Sur la quinzaine de films qu’il a réalisés, Bianca est le quatrième du réalisateur italien. Mais il y est déjà tout entier. Au sens propre, puisque, comme il le fera le plus souvent tout au long de sa carrière, il s’est octroyé le premier rôle, et aussi au sens figuré, puisqu’on y retrouve tout ce qui fait sa singularité de cinéaste : un mélange de drame et de comédie, de noirceur et de drôlerie souvent ubuesque. Le sérieux y tutoie l’autodérision, la critique sociale n’est jamais loin, et sous le détachement un peu sec et monstrueux du héros, la tendresse non plus.
Carlotta accompagne la sortie de Bianca en DVD Blu-ray d’un entretien très intéressant avec un Thierry Jousse très en verve.
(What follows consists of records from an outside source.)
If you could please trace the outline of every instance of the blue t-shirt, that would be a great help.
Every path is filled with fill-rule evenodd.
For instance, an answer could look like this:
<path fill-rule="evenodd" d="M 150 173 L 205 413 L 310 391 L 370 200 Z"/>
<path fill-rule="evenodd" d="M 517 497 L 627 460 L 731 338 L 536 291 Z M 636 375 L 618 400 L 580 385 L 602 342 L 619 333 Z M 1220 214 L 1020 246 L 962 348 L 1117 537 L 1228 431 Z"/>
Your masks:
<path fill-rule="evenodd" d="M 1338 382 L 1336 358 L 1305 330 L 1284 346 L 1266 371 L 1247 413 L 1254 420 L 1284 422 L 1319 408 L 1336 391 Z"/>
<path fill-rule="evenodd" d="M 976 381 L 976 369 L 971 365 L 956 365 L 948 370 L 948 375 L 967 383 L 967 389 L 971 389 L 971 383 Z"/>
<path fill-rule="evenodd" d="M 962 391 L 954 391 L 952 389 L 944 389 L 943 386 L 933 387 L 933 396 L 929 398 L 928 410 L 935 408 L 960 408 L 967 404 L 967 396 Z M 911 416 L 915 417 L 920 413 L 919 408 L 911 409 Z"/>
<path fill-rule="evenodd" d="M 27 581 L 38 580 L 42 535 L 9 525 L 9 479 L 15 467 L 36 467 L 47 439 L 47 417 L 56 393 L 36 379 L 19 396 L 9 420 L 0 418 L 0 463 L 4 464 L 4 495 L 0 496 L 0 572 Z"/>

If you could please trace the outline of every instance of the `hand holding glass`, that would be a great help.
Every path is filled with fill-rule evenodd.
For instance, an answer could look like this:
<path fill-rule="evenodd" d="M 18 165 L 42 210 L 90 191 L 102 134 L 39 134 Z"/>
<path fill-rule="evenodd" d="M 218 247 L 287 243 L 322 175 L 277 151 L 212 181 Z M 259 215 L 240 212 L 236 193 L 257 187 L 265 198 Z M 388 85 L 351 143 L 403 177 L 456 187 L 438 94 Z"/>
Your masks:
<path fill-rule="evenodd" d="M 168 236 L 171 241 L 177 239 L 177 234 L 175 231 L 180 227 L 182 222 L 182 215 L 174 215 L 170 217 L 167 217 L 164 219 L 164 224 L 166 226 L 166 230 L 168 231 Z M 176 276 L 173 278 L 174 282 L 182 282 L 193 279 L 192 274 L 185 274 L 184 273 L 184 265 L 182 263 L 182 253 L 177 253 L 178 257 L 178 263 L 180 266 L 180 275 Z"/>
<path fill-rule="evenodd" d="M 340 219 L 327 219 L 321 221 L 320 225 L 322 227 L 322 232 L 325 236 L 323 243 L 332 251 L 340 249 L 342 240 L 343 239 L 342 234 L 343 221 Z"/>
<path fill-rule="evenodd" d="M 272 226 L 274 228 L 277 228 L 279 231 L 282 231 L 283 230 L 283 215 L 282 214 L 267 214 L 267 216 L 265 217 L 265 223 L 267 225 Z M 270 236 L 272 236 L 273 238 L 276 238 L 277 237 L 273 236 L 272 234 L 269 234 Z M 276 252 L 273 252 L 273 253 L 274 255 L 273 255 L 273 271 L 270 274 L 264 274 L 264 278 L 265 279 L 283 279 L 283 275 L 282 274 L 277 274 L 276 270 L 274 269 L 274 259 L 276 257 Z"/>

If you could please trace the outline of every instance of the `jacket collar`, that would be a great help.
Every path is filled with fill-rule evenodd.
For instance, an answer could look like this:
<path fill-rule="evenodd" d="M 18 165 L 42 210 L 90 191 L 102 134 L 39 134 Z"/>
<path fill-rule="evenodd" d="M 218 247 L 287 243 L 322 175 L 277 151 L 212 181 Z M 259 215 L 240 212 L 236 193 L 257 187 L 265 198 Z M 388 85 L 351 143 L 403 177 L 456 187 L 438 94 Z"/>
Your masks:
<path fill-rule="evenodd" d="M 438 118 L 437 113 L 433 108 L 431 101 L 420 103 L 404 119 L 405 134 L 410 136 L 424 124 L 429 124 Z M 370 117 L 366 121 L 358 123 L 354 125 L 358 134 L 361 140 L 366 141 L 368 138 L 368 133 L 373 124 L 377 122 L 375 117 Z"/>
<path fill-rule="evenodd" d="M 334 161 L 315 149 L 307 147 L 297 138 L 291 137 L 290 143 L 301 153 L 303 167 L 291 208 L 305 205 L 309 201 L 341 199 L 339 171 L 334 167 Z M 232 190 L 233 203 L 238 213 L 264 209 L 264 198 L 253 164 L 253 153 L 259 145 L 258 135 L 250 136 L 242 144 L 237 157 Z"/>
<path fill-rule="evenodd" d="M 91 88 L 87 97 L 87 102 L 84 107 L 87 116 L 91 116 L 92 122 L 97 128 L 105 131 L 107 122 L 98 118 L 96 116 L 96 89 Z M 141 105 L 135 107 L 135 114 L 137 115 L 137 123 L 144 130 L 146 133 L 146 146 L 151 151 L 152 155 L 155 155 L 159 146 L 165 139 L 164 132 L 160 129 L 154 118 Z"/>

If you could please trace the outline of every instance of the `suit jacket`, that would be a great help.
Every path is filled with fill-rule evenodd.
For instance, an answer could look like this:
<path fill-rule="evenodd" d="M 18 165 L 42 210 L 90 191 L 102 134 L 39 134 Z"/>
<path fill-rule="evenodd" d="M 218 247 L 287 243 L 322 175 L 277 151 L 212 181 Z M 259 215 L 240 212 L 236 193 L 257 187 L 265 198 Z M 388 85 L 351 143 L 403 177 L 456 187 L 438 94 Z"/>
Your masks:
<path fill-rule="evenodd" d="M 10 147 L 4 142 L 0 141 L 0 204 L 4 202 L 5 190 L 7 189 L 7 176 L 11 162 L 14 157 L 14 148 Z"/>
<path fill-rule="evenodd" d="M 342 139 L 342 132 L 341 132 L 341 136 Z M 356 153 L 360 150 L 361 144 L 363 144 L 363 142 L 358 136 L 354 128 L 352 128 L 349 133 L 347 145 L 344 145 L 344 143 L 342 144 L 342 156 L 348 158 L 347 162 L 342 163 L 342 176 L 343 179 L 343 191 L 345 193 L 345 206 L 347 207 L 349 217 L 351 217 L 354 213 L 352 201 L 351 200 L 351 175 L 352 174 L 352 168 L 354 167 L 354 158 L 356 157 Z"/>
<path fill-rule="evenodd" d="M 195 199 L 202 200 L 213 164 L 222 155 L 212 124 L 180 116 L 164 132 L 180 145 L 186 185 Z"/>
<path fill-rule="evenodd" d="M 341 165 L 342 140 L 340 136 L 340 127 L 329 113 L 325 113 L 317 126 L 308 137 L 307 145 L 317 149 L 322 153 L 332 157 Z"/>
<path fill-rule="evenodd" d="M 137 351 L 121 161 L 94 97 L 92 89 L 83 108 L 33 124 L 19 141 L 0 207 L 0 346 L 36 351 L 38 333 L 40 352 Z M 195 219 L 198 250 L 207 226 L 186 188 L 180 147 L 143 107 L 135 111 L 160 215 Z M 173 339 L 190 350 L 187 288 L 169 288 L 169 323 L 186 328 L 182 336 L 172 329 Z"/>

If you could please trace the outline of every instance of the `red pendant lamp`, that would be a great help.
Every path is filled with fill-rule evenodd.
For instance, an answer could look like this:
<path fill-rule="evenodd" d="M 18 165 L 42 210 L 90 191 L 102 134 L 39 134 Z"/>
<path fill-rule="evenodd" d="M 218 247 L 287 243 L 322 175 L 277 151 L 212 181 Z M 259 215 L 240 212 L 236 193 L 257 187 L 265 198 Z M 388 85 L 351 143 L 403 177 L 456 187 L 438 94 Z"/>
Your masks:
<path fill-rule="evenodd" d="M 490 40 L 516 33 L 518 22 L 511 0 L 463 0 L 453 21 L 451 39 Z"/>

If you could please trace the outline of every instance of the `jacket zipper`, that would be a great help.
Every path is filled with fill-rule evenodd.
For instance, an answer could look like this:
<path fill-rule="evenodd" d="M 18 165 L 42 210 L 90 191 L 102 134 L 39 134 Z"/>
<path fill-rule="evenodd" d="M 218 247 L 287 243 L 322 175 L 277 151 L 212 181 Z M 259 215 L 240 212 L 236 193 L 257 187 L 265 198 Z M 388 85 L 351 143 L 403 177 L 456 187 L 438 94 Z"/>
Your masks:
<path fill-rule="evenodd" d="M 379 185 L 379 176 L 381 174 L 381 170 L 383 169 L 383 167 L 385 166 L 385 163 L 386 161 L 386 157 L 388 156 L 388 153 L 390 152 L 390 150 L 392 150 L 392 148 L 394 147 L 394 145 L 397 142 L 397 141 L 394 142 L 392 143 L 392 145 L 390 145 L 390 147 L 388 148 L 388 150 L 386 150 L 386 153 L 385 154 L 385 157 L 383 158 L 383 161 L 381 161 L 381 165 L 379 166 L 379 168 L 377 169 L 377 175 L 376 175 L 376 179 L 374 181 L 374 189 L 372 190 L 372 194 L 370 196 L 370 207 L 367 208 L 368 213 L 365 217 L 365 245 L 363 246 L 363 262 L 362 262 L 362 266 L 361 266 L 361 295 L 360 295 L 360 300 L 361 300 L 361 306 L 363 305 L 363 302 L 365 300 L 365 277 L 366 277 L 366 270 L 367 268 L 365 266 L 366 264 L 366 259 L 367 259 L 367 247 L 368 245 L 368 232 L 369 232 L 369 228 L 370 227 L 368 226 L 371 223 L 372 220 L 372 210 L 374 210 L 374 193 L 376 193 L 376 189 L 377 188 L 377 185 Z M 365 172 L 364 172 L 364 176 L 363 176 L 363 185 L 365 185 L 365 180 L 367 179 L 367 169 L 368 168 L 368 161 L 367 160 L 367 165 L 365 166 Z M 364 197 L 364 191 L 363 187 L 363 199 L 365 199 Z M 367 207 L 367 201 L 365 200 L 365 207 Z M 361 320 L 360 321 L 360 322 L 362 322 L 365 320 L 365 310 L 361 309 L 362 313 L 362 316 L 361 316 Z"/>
Parallèlement il sort aussi le cinquième film du cinéaste, La Messe est finie, un petit bijou d’humour désenchanté sur un prêtre en mal de bonnes actions, et qui valut à son auteur-réalisateur de remporter en 1985, à Berlin, un Ours d’Argent.
Recommandation: Excellent
Sortie DVD, Blu-ray- Editions Carlotta.
Bonus vidéo : A propos de Bianca, entretien inédit avec Thierry Jousse, critique et historien du cinéma (12’), bande-annonce Viva Nanni!.